Con tutta la rabbia, con tutta la dignità. Per chiedere di essere ascoltati, perché c’è una parte d’Italia sommersa dalle macerie di un terremoto dimenticato, passato di moda troppo in fretta nella gerarchia del dibattito pubblico e delle decisioni politiche. Ieri mattina quasi cinquecento persone provenienti dal cratere del sisma del Centro Italia hanno manifestato sotto la pioggia di Roma, davanti a Montecitorio. Tamburi, fischietti, cartelli, oltre che ombrelli per ripararsi dall’acqua che cadeva dal cielo: quasi tre anni dopo le scosse, nel fazzoletto di terra a cavallo tra le Marche, l’Umbria, il Lazio e l’Abruzzo, quasi nulla è cambiato. Tutte le promesse fatte in campagna elettorale sono svanite, tanto che alla viglia delle elezioni europee sono stati pochissimi i candidati che hanno trovato il coraggio di farsi vedere tra i borghi terremotati. «Non abbiamo governi amici» è lo slogan della protesta organizzata dal Coordinamento dei comitati del cratere, che riunisce un centinaio di territori sparse tra i 140 comuni ancora nel bel mezzo di un disastro che nessuno appare in grado di risolvere. «Vogliamo solo ricostruire – dice la voce che esce dal megafono -, ma i soldi che avevano promesso dove sono? Dove sono i provvedimenti annunciati?
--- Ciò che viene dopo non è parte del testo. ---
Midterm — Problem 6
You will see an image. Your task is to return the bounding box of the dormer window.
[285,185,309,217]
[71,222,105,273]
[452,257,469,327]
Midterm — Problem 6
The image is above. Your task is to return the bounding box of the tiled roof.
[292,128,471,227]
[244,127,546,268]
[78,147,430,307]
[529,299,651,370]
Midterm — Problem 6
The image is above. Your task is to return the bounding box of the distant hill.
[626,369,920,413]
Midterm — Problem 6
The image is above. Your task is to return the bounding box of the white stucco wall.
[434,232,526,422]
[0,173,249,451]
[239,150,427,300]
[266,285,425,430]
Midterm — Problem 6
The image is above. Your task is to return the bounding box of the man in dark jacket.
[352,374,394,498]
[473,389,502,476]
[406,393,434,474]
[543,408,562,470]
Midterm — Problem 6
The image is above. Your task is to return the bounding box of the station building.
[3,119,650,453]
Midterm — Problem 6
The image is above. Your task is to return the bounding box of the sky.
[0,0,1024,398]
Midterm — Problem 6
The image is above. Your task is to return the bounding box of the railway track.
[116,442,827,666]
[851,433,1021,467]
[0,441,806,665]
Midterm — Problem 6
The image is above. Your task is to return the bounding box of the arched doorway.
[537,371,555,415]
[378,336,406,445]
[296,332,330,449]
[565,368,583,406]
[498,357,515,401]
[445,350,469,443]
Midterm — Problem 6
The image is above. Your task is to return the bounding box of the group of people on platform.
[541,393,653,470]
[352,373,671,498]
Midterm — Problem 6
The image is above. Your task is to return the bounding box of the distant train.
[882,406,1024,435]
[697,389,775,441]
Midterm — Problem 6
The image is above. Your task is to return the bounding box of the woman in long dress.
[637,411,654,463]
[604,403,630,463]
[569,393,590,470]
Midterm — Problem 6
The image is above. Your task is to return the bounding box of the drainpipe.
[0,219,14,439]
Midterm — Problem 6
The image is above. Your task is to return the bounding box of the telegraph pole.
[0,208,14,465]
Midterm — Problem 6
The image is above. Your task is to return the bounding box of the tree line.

Dov’è il decreto per il Centro Italia?». Le ultime novità, in realtà, sarebbero contenute nel decreto Sblocca Cantieri, ma si tratta di minuzie, dettagli che non risolvono nulla, tanto che solo al Senato sono piovuti più di mille emendamenti sul tema.

È la strategia dell’abbandono: nulla si muove da troppo tempo, l’Appennino appare ormai destinato allo spopolamento, senza ricostruzione, senza prospettive, senza nemmeno un’idea di futuro. Sono passati 900 giorni dalle scosse, e tre governi, tre commissari, due capi della protezione civile. È cambiato tutto ma non è cambiato niente.